Two shabby men who seem to be old friends meet on the side of a country road near a leafless tree. The first, Estragon, has been beaten up, and the second, Vladimir, suffers from groin pain and frequent urination. They consider repenting, though they don't know what for, and they discuss the different views in the Bible of the two thieves crucified with Christ. Getting bored, they consider leaving, but Vladimir says they are waiting for Godot. They have asked him for something, though they aren't sure what, and they are waiting for a response. They consider hanging themselves as a diversion to pass the time or to speed up time, but they worry about one of them surviving alone. In the meantime, there is "Nothing to be done."
Vladimir and Estragon hear a "terrible cry" just before two travelers arrive. Pozzo, a wealthy landowner, stops to eat and talk to the two men but mostly takes pleasure in hearing himself talk. He roughly orders around and abuses Lucky, a slave whom he keeps on a rope. Lucky is unresponsive except when following Pozzo's orders, and kicks Estragon when he tries to comfort him. When he is ordered to think, however, Lucky produces a jumbled speech that verges on profound meaning. He becomes increasingly passionate until the others angrily attack him to make him stop. Lucky collapses, and to be revived, he must be reacquainted with the burdens he carries. After the sun sets, he and Pozzo continue on their journey.
Vladimir reveals that he and Estragon have met Pozzo and Lucky before—at least he thinks so. A boy arrives with a message from Godot—he will not come this evening, but "surely tomorrow." It seems the two friends have also heard this message before, although the boy claims not to have come yesterday. Their questions about Godot reveal how little they know about the person they've been waiting for. They ask the boy to tell Godot he has seen them.
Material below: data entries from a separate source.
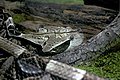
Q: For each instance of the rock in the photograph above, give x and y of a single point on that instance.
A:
(50, 37)
(111, 4)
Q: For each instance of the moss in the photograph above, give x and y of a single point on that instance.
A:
(106, 66)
The moon rises, and they decide to find a place to sleep, but neither moves.
When Vladimir and Estragon return, the tree has a few leaves on it, which is astounding for Vladimir and confusing for Estragon. Estragon has been beaten again, and he is angry that Vladimir, who is feeling better, seems happy without him. He suggests they part ways, but Vladimir discourages him. Vladimir reminds Estragon of their encounter with Pozzo and Lucky "yesterday," of which Estragon has only vague recollections. Estragon sees the world as a "muckheap," and their conversations—to pass the time—linger on describing the dead, who "make a noise like feathers." They also debate the value of thought, ultimately deciding it has little worth.
When Vladimir points out the change in the tree, Estragon denies that they were in this place yesterday. Certainly all is not exactly as they left it, including Estragon's boots, which he claims are now a different color and size. Estragon becomes increasingly bored and wants to go, but when he does leave, he returns immediately, fleeing from someone who seems to be coming from all directions. When Vladimir looks, however, he sees no one. After Estragon calms down, they continue their random conversations and activities to pass the time as they wait for Godot.
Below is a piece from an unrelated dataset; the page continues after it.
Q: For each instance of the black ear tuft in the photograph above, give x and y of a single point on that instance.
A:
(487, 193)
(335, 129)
Lucky and Pozzo arrive again, but they are much different. Pozzo has gone blind, which turns him into a pitiful figure who must rely on Lucky's guidance and support. He falls whenever Lucky does. Indeed, both fall as they arrive and seem unable to get back up. When Vladimir and Estragon try to help them, they also fall and cannot get up, until a passing cloud distracts them. They help Pozzo up and suggest that Lucky might perform for them again. But Lucky has been struck dumb (left unable to speak). Pozzo also has no memory of any previous meetings with Vladimir and Estragon. After letting Estragon avenge himself on Lucky, Pozzo and Lucky continue on, falling down again as they go.
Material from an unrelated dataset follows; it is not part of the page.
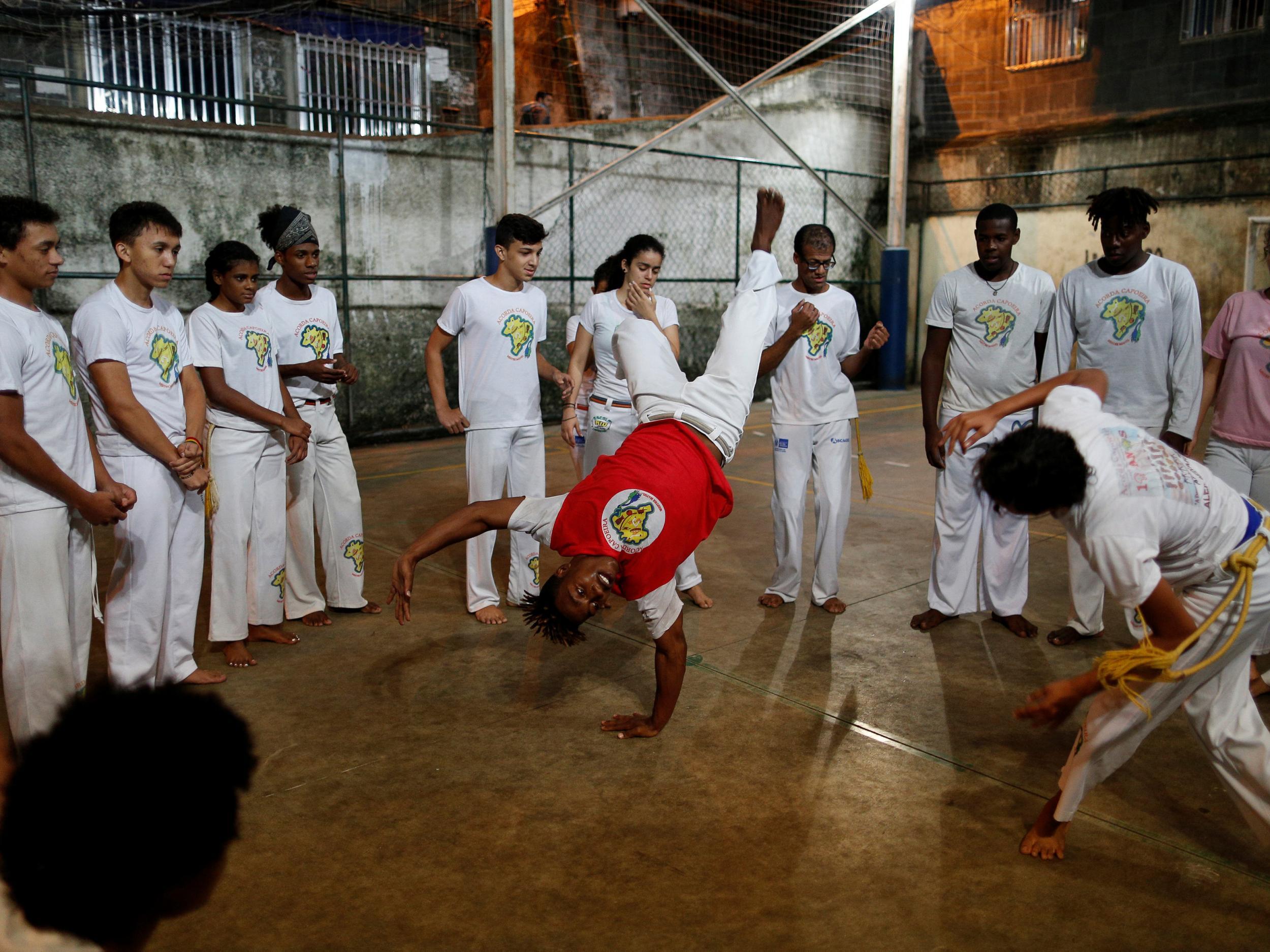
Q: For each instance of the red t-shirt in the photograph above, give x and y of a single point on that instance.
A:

While Estragon naps, a boy arrives with the same message from Godot: he cannot come tonight but will tomorrow "without fail." The boy says he did not come yesterday and doesn't know if his brother, who is sick, did. Vladimir again asks the boy, more desperately this time, to tell Godot that he has seen him, but the boy runs away without confirming that he has seen him. Night falls and Estragon wakes up. He and Vladimir again consider hanging themselves, but once again they have no rope. They resolve to bring some tomorrow when they return to wait for Godot, and agree to go for the night. Neither moves.